A Busca pela Neutralidade Fiscal e Mitigação de Distorções
A defesa da tributação desses papéis fundamenta-se na busca por neutralidade fiscal. Especialistas apontam que o benefício fiscal concedido às LCIs e LCAs drena recursos que poderiam alimentar outras modalidades de investimento produtivo, além de beneficiar desproporcionalmente investidores de alta renda. O governo estuda mecanismos para mitigar essas assimetrias sem desidratar o fomento aos setores imobiliário e do agronegócio.
Principais Desafios Jurídicos e Regulatórios
A transição para um novo modelo de tributação exige cautela jurídica para evitar insegurança no mercado financeiro.
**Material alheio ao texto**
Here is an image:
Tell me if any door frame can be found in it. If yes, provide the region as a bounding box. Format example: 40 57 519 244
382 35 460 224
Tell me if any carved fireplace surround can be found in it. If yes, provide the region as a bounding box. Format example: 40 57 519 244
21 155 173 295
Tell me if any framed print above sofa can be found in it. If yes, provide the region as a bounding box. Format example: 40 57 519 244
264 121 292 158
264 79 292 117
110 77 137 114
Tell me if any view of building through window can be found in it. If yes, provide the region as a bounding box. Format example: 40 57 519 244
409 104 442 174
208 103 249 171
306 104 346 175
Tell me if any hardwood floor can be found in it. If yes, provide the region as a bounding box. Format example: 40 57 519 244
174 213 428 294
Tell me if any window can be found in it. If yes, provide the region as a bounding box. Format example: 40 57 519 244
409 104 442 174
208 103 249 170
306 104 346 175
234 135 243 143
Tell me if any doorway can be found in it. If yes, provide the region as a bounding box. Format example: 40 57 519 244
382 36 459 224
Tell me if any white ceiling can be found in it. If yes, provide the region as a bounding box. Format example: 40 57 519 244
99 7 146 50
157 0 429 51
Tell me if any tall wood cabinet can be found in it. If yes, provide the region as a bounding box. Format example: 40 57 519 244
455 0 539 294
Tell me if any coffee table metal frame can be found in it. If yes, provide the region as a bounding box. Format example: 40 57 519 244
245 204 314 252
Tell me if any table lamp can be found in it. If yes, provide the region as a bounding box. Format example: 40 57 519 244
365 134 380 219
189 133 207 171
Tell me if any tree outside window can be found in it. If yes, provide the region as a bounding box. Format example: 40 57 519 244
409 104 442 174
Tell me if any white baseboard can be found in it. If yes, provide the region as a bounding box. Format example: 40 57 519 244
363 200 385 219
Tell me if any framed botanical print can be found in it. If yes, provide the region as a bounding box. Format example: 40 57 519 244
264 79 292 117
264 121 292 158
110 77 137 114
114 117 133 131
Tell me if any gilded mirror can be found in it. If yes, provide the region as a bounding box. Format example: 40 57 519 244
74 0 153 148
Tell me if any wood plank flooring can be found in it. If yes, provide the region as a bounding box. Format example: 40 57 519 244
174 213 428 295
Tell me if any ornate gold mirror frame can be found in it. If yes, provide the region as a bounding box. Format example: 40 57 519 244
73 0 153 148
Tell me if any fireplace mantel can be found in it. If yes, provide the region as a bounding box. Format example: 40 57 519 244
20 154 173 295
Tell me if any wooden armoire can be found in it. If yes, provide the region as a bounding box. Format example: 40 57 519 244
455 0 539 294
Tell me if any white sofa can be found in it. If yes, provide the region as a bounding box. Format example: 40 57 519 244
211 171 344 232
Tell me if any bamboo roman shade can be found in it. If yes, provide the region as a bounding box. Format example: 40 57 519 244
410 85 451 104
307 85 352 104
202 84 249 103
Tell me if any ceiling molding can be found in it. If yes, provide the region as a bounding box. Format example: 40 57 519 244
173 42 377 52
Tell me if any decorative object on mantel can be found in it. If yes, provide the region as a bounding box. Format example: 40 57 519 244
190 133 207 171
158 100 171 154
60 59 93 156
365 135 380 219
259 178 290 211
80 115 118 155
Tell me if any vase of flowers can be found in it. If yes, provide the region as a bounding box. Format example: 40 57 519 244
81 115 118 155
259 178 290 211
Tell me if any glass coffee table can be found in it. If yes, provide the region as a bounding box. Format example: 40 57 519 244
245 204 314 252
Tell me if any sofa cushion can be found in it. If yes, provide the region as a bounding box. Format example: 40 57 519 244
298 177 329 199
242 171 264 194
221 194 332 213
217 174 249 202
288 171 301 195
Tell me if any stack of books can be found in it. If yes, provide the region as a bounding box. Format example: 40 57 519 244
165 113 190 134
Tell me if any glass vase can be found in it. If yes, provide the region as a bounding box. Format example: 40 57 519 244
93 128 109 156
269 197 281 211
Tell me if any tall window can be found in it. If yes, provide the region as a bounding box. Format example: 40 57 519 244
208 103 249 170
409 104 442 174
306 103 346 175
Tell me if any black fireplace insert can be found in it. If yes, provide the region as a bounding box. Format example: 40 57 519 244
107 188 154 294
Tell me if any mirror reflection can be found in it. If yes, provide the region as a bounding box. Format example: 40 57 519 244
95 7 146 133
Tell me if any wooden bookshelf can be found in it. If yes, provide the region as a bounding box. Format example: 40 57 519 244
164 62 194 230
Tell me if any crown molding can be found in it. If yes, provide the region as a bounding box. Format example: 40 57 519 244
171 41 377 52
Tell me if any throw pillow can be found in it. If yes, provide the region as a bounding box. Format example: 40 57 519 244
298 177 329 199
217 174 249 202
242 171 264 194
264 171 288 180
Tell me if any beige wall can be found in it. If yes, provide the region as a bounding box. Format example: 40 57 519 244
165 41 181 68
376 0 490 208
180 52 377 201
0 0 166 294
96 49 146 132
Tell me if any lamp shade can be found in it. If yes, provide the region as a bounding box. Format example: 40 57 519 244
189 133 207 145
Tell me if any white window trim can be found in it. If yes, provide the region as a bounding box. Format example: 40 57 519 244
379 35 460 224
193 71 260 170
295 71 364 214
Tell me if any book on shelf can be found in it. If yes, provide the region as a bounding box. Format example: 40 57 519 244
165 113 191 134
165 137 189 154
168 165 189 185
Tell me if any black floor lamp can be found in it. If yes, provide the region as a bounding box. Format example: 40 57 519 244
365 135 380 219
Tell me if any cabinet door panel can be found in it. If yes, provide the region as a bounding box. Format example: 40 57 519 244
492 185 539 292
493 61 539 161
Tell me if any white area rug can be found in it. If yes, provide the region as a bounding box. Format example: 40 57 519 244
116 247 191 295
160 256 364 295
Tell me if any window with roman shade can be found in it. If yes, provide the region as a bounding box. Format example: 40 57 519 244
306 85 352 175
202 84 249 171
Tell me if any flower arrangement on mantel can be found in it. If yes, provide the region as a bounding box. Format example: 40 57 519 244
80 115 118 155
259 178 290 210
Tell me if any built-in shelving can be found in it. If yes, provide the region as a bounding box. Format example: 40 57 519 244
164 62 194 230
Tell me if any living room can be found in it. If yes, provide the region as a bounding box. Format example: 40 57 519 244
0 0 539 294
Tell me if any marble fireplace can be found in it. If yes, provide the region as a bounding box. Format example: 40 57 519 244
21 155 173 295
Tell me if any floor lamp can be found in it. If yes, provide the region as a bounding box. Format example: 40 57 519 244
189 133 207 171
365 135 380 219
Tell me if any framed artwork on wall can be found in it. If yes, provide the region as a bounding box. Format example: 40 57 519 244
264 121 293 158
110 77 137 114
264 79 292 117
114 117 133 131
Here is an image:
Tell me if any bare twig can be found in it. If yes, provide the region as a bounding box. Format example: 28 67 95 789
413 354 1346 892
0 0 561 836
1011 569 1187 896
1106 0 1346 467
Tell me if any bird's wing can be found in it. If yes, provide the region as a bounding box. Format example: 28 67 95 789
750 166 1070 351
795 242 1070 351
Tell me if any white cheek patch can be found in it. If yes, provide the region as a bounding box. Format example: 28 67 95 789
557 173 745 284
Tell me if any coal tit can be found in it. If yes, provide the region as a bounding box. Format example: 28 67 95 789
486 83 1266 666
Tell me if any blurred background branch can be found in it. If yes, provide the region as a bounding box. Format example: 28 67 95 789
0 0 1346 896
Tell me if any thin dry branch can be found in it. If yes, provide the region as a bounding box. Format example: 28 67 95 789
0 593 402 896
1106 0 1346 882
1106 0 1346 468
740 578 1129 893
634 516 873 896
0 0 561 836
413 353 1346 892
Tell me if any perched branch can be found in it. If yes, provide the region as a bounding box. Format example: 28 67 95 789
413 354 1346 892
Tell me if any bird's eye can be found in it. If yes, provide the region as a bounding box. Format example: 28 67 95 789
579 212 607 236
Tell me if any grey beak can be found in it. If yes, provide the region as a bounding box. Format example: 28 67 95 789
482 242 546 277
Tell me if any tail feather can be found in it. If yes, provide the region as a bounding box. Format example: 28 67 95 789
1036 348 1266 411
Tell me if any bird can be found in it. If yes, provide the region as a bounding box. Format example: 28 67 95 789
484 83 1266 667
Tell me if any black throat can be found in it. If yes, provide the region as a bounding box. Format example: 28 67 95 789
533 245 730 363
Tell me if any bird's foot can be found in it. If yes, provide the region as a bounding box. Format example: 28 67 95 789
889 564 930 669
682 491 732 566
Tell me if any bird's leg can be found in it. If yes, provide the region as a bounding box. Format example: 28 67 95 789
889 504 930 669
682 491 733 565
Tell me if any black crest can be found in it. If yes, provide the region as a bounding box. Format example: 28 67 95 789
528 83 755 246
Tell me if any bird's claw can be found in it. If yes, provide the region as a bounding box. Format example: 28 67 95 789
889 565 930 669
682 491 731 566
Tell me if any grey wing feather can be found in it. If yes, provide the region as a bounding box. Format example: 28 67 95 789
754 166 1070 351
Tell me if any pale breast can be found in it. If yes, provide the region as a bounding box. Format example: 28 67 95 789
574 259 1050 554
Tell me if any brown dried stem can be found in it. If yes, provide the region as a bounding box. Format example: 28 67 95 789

Entre os principais pontos de atenção, destacam-se:
- Princípio da Irretroatividade: Novas regras tributárias não podem retroagir para afetar títulos já emitidos e adquiridos sob a égide da legislação anterior, resguardando o ato jurídico perfeito.
- Princípio da Anterioridade: Qualquer alteração que resulte em aumento de carga tributária deve respeitar a anterioridade anual e noventena, a depender do tributo modificado.
- Impacto no Custo do Crédito: A incidência de IR pode elevar as taxas exigidas pelos investidores, encarecendo o funding para a construção civil e para o produtor rural.
O avanço desta pauta demandará articulação política junto ao Congresso Nacional, onde frentes parlamentares ligadas ao agronegócio e ao setor imobiliário já demonstram resistência, prometendo um debate técnico acirrado sobre os limites do incentivo fiscal versus a necessidade de consolidação fiscal.